Do you ever have a flash of clarity about who you are and who you are supposed to be? Sometimes I have these flashes and I see myself exhilarated, joyful, present, hilarious, bright, shiny, bursting with ideas and creativity. In that flash I think to myself that is the real you!!! I grasp for her but she disappears the second I think but I can’t be her. I can’t be her because she doesn’t care what people think. She doesn’t worry about how her movements in the world might affect others. She just… moves. I can’t be her because I’m afraid of what people think and I’m afraid of how choosing myself and who I am supposed to be might affect my husband, my kids, my family, my friends. Choosing myself isn’t Good. Not adhering to expectations isn’t Good.
I am trying to entertain the idea that being that girl - hey, I’m turning 45 in a few days, but whatever - is the actual good thing. The goodness in me, the good I could bring to the world, just Good. Entertaining the idea that being that girl is good - the most good - for the people around me. I haven’t really needed to deconstruct my spirituality and experience of church, but lately I see the need to deconstruct my ideas about what makes me Good. They are getting in the way of the fullness of who I am with God.
Choosing myself for the sake of choosing myself is one thing. Choosing the fullness of who I am while in alignment with the Creator… I mean, that has to be the most most good, right? I am thinking about it, I am toying, I am entertaining the idea.

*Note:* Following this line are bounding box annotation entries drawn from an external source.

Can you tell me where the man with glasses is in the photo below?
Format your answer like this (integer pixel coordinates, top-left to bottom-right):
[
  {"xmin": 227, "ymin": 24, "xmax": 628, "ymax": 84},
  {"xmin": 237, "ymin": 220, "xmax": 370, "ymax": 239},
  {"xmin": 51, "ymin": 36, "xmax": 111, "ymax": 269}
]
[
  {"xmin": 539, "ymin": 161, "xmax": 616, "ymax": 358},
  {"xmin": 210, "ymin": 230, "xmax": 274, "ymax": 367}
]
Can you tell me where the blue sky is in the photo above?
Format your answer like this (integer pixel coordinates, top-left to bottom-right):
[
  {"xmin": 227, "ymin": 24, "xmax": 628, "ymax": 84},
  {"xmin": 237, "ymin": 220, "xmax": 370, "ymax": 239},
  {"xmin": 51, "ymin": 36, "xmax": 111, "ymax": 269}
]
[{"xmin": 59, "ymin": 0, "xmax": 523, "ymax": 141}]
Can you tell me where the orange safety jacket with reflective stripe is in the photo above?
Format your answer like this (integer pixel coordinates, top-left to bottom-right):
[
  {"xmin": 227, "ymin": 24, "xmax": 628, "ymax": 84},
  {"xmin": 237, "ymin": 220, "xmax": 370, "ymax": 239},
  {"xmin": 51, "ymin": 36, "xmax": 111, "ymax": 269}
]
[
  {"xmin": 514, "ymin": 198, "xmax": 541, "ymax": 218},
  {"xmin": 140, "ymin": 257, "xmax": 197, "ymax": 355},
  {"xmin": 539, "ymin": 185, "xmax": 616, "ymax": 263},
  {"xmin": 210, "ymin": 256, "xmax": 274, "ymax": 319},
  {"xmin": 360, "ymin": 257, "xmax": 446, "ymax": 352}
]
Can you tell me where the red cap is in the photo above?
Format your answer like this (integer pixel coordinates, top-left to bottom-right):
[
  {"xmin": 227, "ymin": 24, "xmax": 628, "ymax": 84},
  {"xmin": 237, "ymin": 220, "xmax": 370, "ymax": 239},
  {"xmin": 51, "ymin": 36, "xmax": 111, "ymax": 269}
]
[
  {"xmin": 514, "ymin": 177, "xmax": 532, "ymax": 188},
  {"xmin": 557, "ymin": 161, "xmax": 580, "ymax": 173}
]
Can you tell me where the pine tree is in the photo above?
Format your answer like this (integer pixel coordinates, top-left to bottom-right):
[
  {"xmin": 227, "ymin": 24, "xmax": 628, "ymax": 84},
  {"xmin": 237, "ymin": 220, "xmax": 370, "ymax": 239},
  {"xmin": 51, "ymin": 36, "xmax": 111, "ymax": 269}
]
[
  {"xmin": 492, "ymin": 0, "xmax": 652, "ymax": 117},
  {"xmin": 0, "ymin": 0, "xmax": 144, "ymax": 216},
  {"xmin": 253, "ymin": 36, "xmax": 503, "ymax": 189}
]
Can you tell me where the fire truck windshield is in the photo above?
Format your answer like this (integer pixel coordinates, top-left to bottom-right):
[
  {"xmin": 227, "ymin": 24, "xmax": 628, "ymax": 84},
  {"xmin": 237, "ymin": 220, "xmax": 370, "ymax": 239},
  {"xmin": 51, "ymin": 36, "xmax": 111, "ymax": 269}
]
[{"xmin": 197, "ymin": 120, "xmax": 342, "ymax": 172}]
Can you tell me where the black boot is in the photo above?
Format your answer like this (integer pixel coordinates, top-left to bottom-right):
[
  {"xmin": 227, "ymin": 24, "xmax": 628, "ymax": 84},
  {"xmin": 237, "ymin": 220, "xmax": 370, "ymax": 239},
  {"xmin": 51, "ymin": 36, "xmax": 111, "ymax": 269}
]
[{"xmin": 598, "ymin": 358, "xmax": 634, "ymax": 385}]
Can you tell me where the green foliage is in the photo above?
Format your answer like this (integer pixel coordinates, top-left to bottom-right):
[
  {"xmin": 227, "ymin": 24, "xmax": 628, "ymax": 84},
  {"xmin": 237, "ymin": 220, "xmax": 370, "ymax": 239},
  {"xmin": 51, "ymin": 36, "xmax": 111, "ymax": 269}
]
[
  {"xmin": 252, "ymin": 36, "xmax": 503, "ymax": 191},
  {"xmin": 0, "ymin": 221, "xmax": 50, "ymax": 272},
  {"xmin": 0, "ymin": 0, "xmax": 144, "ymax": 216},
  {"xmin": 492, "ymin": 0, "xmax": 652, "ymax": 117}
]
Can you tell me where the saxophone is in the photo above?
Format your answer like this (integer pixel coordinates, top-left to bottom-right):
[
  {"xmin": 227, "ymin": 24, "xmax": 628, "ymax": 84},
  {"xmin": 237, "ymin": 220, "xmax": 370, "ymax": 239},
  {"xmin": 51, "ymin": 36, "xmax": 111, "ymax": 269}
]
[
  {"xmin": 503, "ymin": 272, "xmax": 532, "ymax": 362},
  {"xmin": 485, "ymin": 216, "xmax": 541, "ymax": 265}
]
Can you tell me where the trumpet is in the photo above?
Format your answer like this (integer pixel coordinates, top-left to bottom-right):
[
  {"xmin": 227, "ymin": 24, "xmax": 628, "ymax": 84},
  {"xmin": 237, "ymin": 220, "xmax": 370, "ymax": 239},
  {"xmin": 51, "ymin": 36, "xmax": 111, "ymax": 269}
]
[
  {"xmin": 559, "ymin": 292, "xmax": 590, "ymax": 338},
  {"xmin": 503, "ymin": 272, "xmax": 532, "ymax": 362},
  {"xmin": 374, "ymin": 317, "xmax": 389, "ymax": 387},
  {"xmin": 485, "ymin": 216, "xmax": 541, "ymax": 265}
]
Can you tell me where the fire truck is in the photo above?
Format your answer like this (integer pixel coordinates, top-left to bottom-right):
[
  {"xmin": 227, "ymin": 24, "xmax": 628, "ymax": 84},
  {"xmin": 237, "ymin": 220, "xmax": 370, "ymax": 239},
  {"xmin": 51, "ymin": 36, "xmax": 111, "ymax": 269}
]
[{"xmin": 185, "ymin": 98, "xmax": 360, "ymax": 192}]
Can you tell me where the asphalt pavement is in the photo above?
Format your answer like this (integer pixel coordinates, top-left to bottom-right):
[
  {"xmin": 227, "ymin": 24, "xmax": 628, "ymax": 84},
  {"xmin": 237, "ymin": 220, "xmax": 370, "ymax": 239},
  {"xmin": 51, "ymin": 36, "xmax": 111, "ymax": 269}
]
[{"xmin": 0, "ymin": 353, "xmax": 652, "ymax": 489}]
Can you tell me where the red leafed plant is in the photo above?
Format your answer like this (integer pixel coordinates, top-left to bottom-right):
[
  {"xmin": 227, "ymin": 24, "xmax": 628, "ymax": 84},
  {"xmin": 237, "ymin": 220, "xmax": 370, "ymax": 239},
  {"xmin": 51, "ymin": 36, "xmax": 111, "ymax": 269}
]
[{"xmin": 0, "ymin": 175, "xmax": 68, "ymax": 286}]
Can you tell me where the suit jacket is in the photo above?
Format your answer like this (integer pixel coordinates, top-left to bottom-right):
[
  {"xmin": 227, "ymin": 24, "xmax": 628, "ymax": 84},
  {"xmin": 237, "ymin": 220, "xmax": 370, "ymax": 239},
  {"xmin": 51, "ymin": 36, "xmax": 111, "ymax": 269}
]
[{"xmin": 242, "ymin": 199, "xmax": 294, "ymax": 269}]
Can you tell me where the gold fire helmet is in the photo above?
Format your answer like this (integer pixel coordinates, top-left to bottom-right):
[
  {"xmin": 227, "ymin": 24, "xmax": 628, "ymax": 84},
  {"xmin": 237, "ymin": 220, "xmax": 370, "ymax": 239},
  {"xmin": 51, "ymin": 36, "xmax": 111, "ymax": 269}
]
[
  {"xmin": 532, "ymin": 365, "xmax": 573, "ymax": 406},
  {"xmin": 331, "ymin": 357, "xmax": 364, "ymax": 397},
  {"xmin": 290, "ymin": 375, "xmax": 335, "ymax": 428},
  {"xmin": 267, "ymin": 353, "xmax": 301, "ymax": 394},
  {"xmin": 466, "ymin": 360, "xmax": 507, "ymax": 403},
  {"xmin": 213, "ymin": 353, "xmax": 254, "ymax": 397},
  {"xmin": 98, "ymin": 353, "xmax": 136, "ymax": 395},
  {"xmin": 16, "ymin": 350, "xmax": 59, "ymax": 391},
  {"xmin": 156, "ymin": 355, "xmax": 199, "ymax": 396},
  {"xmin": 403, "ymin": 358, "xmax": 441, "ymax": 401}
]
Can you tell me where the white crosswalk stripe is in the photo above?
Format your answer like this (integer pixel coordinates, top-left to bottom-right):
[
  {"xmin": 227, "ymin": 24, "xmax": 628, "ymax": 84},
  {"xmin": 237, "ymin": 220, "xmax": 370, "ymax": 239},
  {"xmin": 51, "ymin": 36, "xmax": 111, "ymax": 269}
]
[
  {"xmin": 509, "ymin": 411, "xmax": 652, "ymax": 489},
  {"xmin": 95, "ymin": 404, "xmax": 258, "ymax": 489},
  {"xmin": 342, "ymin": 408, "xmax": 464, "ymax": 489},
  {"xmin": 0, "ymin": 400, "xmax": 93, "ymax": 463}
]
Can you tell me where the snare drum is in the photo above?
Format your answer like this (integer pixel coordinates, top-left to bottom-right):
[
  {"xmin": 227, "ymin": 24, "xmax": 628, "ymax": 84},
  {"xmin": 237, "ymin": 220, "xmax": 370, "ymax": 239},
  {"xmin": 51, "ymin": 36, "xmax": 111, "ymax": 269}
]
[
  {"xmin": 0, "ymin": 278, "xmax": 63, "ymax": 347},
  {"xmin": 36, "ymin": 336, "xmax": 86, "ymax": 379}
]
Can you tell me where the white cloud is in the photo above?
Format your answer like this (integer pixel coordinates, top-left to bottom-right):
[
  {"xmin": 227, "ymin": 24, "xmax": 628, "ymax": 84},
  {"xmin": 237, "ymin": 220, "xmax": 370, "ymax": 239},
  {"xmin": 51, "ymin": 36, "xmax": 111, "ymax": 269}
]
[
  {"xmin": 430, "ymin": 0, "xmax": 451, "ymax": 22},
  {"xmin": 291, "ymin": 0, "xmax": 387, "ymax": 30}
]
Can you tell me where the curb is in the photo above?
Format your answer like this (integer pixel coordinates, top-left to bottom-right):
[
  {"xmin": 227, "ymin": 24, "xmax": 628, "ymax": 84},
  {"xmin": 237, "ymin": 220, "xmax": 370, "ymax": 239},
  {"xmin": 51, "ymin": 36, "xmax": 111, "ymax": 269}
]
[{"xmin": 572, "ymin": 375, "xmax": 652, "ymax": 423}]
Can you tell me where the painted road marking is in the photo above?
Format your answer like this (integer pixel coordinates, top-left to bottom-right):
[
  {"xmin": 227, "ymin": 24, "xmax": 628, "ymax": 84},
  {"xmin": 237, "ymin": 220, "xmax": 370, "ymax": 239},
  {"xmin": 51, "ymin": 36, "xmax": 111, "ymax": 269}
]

This may be totally different than where you're coming from with this, but I had a similar experience. In my case I entertained the idea that maybe there was a space for gay people to be okay with God, you know? I have always struggled with how they fit into the church, and was lucky enough to work with someone who was part of the LGBTQ community AND was a biblical scholar, and I asked the question--how do they reconcile some of the rather clearly damning passages against homosexuality? They explained that there is reason to believe that the "sexual immorality" translations were rooted more in pedophilia than simply gay relationships. I still struggle with how it fits around the whole one man-one woman thing fits as that's pretty clear, but it was enough to make me stop and say, "What if it's not the impossible sin everyone seems to think it is?" God is just bigger than that--he has to be. I truly believe that for some people (not all), it was not a choice (too many sad stories of the consequences of praying the gay away when it didn't work and people lost hope), and I can't accept God would allow them to be that way, predestined for hell unless they did impossible mental gymnastics or spent their entire life in a special brand of misery. There has to me more too it, and I feel He's just fancy enough to have a way to make all of that work, even if I don't understand it. From that acknowledgement on, I may still sit sort of weirdly stuck with a lot of questions, but I DO NOT want to ever be a hindrance to people finding God, so I will not be putting on my judgy pants under any circumstances. I believe that God's laws (the less clear ones, anyway) generally only apply to believers--or at least, it's not my place to say you're going to hell. I'd rather love you, show you there's more to the faith, and let God confront you in His own way once you're there. Me starting with the fire and brimstone isn't going to get you to that point, ever, so I'm not going there. I will lead with love, follow the greatest commandment, and that's where I sit. It's obviously way more complicated than that, but that's the short version. But I couldn't get there until I entertained the idea that my feeble brain was no match for God's ways. And really--I had to get to that point before my faith imploded due to too many questions, hypocrisies, etc. Faith is so HARD sometimes. I admire your faithfulness to keep pursuing no matter how twisted a path it feels.